在我的应用程序内部调用了用于创建或删除列表的功能时,其余列表将被复制并在collectionView中多次显示,直到重新加载该应用程序为止。我只在fetchLists
和上拉刷新功能中两次调用过viewDidLoad
函数。一按即可刷新列表,恢复正常。
获取列表:
fileprivate func fetchLists() {
self.collectionView?.refreshControl?.endRefreshing()
guard let currentUid = Auth.auth().currentUser?.uid else { return }
let ref = Database.database().reference().child("list-feed").child(currentUid)
ref.observe(.value) { (listFeedSnapshot) in
guard var allObjects = listFeedSnapshot.children.allObjects as? [DataSnapshot] else { return }
allObjects.forEach({ (allObjectsSnapshot) in
let listId = allObjectsSnapshot.key
let listRef = Database.database().reference().child("lists").child(listId)

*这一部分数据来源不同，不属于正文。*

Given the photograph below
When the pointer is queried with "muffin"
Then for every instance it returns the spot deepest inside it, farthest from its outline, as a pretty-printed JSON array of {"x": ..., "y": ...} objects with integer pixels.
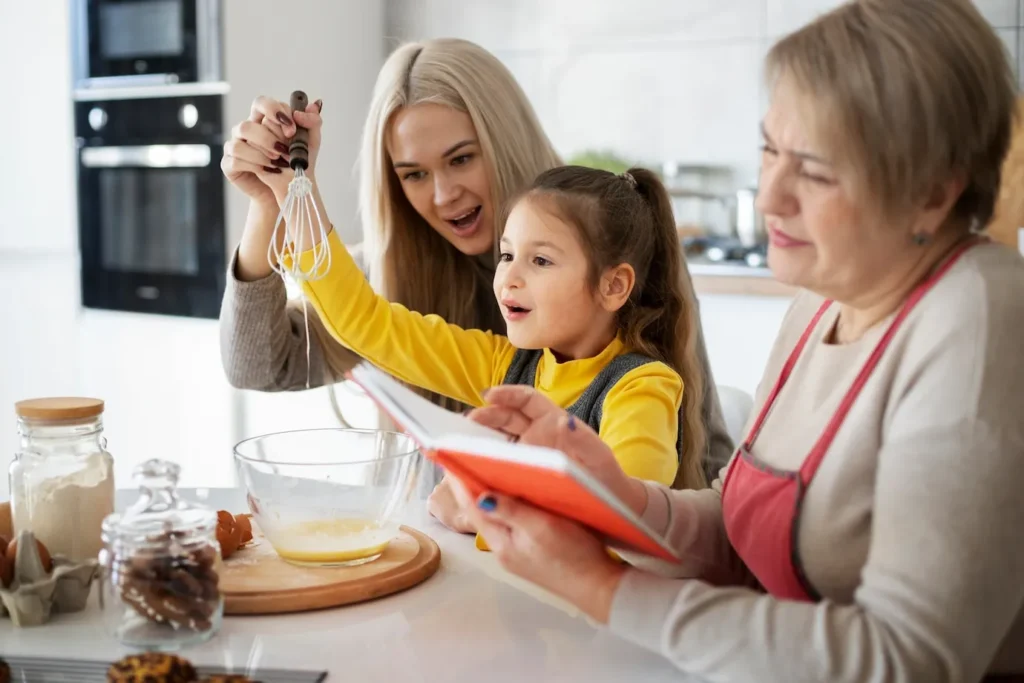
[{"x": 152, "y": 668}]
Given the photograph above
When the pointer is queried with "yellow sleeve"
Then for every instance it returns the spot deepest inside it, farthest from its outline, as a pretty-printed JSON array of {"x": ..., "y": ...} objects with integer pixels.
[
  {"x": 423, "y": 350},
  {"x": 640, "y": 422}
]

listRef.observeSingleEvent(of: .value, with: { (snapshot) in
guard let dict = snapshot.value as? [String: Any] else { return }
guard let uid = dict["uid"] as? String else { return }
Database.fetchUserWithUID(uid: uid, completion: { (user) in
guard let dictionary = snapshot.value as? [String: Any] else { return }
var list = List(user: user, dictionary: dictionary)
let listId = snapshot.key
list.id = snapshot.key
self.list = list
self.lists.append(list)
self.lists.sort(by: { (list1, list2) -> Bool in
return list1.creationDate.compare(list2.creationDate) == .orderedDescending
})
self.collectionView?.reloadData()
ref.keepSynced(true)
listRef.keepSynced(true)
})
})
})
}
}
创建列表:
let values = ["uid": uid, "title": listNameText, "creationDate": Date().timeIntervalSince1970] as [String : Any]

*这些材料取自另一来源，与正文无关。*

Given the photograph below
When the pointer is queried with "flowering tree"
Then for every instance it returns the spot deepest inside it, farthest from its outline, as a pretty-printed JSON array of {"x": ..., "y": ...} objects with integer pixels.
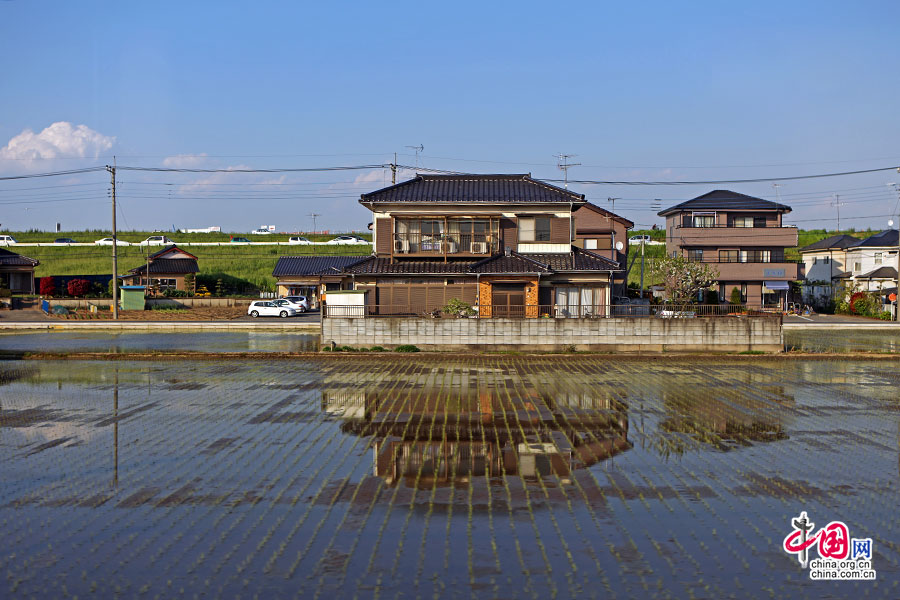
[
  {"x": 683, "y": 279},
  {"x": 78, "y": 287},
  {"x": 48, "y": 286}
]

ref.updateChildValues(values, withCompletionBlock: { (error, ref) in
if let error = error {
self.navigationItem.rightBarButtonItem?.isEnabled = true
print("failed to save user info into db:", error.localizedDescription)
return
}
let memberValues = [uid : 1]
ref.child("list-members").updateChildValues(memberValues)
self.handleUpdateFeeds(with: ref.key!)
self.handleListFeeds(with: ref.key!)
print("successfully created list in db")
更新供稿:
func handleUpdateFeeds(with listId: String) {
guard let uid = Auth.auth().currentUser?.uid else { return }
let values = [listId: 1]
Database.database().reference().child("list-feed").child(uid).updateChildValues(values)
}
func handleListFeeds(with listId: String) {
guard let uid = Auth.auth().currentUser?.uid else { return }
let values = [listId: 1]
Database.database().reference().child("user-lists").child(uid).updateChildValues(values)
}
Firebase数据库:
{
"list-feed" : {
"otxFDz0FNbVPpLN27DYBQVP4e403" : {
"-LjeAoHJTrYK7xjwcpJ9" : 1,
"-LjeApq-Mb_d_lAz-ylL" : 1
}
},
"lists" : {
"-LjeAoHJTrYK7xjwcpJ9" : {
"creationDate" : 1.5630020966384912E9,
"title" : "Test 1",
"uid" : "otxFDz0FNbVPpLN27DYBQVP4e403"
},
"-LjeApq-Mb_d_lAz-ylL" : {
"creationDate" : 1.563002101329072E9,
"list-members" : {
"otxFDz0FNbVPpLN27DYBQVP4e403" : 1
},
"title" : "Test 2",
"uid" : "otxFDz0FNbVPpLN27DYBQVP4e403"
}
}
}
答案 0 :(得分:1)
由于您正在调用ref.observe(
,因此将永久性观察者附加到数据上。这意味着,如果您每秒调用fetchLists
,则将附加第二个观察者,并且两次将获得相同的数据。
如果您只希望每次调用fetchLists
时读取一次数据,则应使用observeSingleEventOfType
:
fileprivate func fetchLists() {
self.collectionView?.refreshControl?.endRefreshing()
guard let currentUid = Auth.auth().currentUser?.uid else { return }
let ref = Database.database().reference().child("list-feed").child(currentUid)
ref.observeSingleEvent(of: .value) { (listFeedSnapshot) in
另请参阅reading data once上的文档。